04.12.2017 | Posted by Erik
A World Without Employees: What Does It Mean for You and Your Business?
“The End of Employees” was the title of an article that appeared in the Wall Street Journal in February 2017. The outsourcing of employees has been a topic of discussion since the 1990’s when companies began offshoring production processes to countries that provided cheap labor. Following that, companies started outsourcing call center work to countries like India and the Philippines.
More recently, American companies have found ways to outsource employees in various departments that in the past were handled in-house. Of course, the reason for this movement is primarily financial, through significant cost savings, but also the elimination of the many complex issues dealing with employees in general.
Supporting this process is the improved ability for C-Suite executives to monitor outsourced processes through greatly improved technology that allows for detailed monitoring and reporting that heretofore was hard to calculate. Some of these firms utilize outside contractors, some use firms that have businesses that specialize in certain tasks, and others use staffing companies. But in the end, the result is the same…the elimination of the difficulty in managing employees and the resulting improvement in the bottom line.
Why Companies Outsource
When outsourcing began in earnest in the 90’s, most of what was outsourced was production, apparel, furniture, electronics, etc., since the cost factors with off-shore production were too economical to ignore. There were, and still are, some negatives attached to this off-shoring; longer timeframes for manufacturing to account for shipping and customs, increased logistics costs, and the need for high-level employees and owners to make numerous visits overseas to monitor production at manufacturing facilities.
There has been a relatively small resurgence in companies bringing back some manufacturing to the US to take advantage of faster turnaround times and have local control. Some of this is due to automation which requires less human labor and many of these companies still outsource some of the processes to other US firms. As long as there is cheap labor, much of the manufacturing processes will continue to be off-shored, but now we are seeing a new trend in outsourcing, what the WSJ calls ‘The End of Employees’.
As businesses evolve, new ways to find cost savings without sacrificing quality are examined.
“Never before have American companies tried so hard to employ so few people”, says the WSJ. “The outsourcing wave that moved apparel-making jobs to China and call-center operations to India is just as likely to happen inside companies across the US in almost every industry”.
The difference this time is most of these outsourced jobs are staying in the US, just no longer directly managed by the companies that want to reduce their employee footprint and the challenges they can bring.
When you consider the myriad issues involved with a large staff; hiring process, training, employee evaluations, absenteeism, poor performance, increasing benefits costs, annual pay increases, layoffs, firing; all signs point to this trend growing in the future.

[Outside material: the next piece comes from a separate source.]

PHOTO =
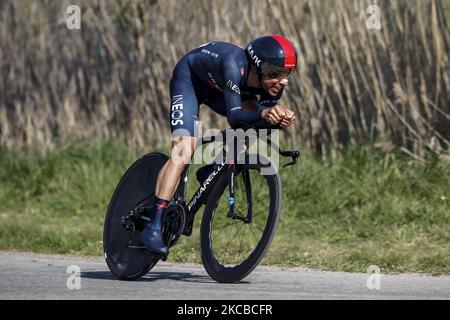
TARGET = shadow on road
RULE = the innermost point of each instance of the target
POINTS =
(154, 276)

C-Suite executives are realizing that the management of employees is a high-cost, high-maintenance endeavor and are looking for ways to eliminate internal office positions when they feel the potential gains are justified.
Outsourcing Across Industries
Outsourcing is now occurring regularly in many fields; accounting, human resource, IT, accounts receivable, accounts payable, marketing, advertising, and logistics. What were once seen as ideal positions in large companies are now recognized as ones that can be handled by other companies. Easy access to technology and focusing on their trade allows companies to manage their processes more efficiently, while easily providing transparent real-time reporting back to C-Suite executives.
“Few companies, workplace consultants or economists expect this outsourcing trend to reverse. Moving non-core jobs out of a company allows them to devote more time and energy to the things it does best”, says the WSJ.
Outsourcing firms often have economies of scale and concentrate on a limited number of job types, sometimes just one, like accounts receivable management or HR. Plus, outsourcers, to ensure competitiveness and low costs, develop sophisticated software to provide efficiencies that most businesses won’t or can’t spend time or resources on.
The Future of Outsourcing
As more companies, large and small embrace this shift, new companies will spring up to fill the need. These firms will be more specialized and they will become experts in their field. They create their own economic benefits in the hiring and training of specialists to do the work while using dedicated software to keep their own costs down. This allows them to streamline processes and provide on-demand reports that prove their worth to their clients. These companies could be as small as a single person working in the “gig” economy or can be larger in scale but all have the same goal; be the experts in the field and provide a superior service to each client.
Companies that don’t recognize or conform to this change in thinking will be at a disadvantage, compared to the streamlined operations of their competitors, and could find themselves falling behind by not driving down to the only issue that is essential to their success, what they sell. Think of the improved resource time in a day if owners and managers are concentrating on how to develop, build and sell their product, without the time-consuming side issues of managing individual employees.
Technological advances and computers are pushing businesses forward at warp speed. The best C-Suite executives recognize that they must be forward thinking and be the best they can be at their core business. This does not include managing a host of internal jobs that in the new world can be outsourced to companies or individuals with more expertise in those areas, at a lower cost.
Are we headed towards a world without employees? What would your day look like without the added stress of non-essential tasks? Is this future possible and is it where we should be? Time will tell.